21 как же ты, уча другого, не учишь себя самого? 22 Проповедуя не красть, крадешь? говоря: не прелюбодействуй, прелюбодействуешь? гнушаясь идолов, святотатствуешь? 23 Хвалишься законом, а преступлением закона бесчестишь Бога? 24 Ибо ради вас, как написано, имя Божие хулится у язычников (Рим. 2, 21-24).

Апостол формулирует некую важную антиномию, сама формулировка которой даже, кажется, несколько противоречива (такое впечатление, что Павел сам не замечает, как он сам себе «противоречит», если опираться исключительно на букву послания). Он пишет, что быть иудеем – «великое преимущество во всех отношениях» (3, 2), а буквально чуть ниже, что никакого преимущества в этом нет (см. 3, 9). Дело в том, что Закон, данный от Бога и воспринятый как откровение – здесь: иудеями, а шире, в применении к современности, нами, церковным народом (который осознает себя народом Божиим подобно Израилю в Ветхом Завете), – одновременно и великий дар, а потому честь, преимущество перед теми, кто не знает Закона, но и многократно увеличенная ответственность за грех.
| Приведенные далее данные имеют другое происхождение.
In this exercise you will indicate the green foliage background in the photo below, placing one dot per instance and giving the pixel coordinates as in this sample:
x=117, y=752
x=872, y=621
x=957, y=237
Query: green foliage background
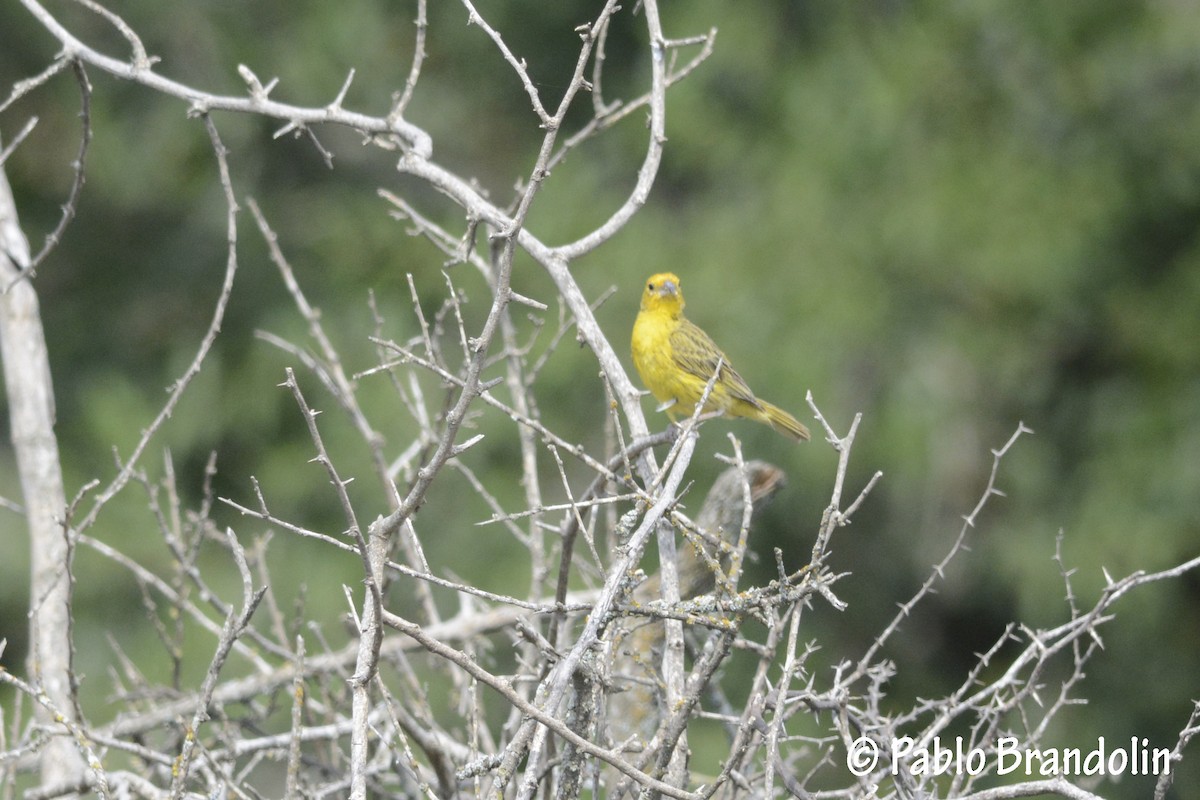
x=951, y=217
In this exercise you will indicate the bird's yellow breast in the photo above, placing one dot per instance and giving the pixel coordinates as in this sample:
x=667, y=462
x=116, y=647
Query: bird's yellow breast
x=654, y=360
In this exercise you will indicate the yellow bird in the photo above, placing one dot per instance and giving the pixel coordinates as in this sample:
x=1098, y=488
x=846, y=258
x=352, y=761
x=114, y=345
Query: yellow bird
x=676, y=361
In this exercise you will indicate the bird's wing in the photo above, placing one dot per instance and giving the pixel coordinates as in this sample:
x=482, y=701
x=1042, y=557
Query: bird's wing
x=696, y=353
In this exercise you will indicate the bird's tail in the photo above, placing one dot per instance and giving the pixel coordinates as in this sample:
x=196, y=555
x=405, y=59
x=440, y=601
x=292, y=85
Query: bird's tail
x=783, y=421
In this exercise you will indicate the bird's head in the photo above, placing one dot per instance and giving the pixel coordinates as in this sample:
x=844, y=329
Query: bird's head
x=663, y=293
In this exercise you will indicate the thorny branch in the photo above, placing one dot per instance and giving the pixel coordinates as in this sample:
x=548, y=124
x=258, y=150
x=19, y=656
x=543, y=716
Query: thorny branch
x=595, y=685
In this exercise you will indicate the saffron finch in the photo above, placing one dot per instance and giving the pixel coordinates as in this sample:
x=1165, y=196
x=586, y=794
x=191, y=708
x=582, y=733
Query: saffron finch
x=676, y=360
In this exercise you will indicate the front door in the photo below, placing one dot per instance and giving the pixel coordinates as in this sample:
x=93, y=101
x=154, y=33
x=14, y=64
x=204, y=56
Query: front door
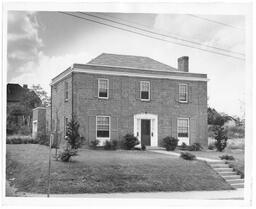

Как и в Гал., Павел провозглашает смысл дарования Закона:

Законом познается грех (Рим. 3, 20).

Поэтому критика Павла направлена, конечно, не против самого Закона – «Слова Божия» (Рим. 3, 2), а против ложного понимания оправдания на основании соблюдения «дел Закона»:

Человек оправдывается верою, независимо от дел Закона (Рим. 3, 28).

Единственным путем является вера в то, что Бог силен помиловать и простить тех, кто познал грех как нарушение Закона:

Итак, мы уничтожаем Закон верою? Никак; но Закон утверждаем (Рим. 3, 31)

В послании постоянно подчеркивается, что оправдание дается Богом не за соблюдение Закона, а «независимо [ЕК: помимо] от Закона» (3, 21; ср. ст. 28), «даром» (3, 24). Вера – единственный адекватный и потому спасительный ответ человека Богу на Его дар спасения во Христе:

«Где вера, там нет места для юридического принципа: do ut des. Бог по благодати дает. Человек по вере принимает: принимает, отдаваясь в вере Богу»449.

В гл. 4 Павел вновь, как и в Гал. приводит пример Авраама, которому именно вера вменилась в праведность (см. 4, 9; ср. Гал. 3, 6) и который потому «стал отцом всех верующих» (ст. 11), еще до дарования Закона и обрезания.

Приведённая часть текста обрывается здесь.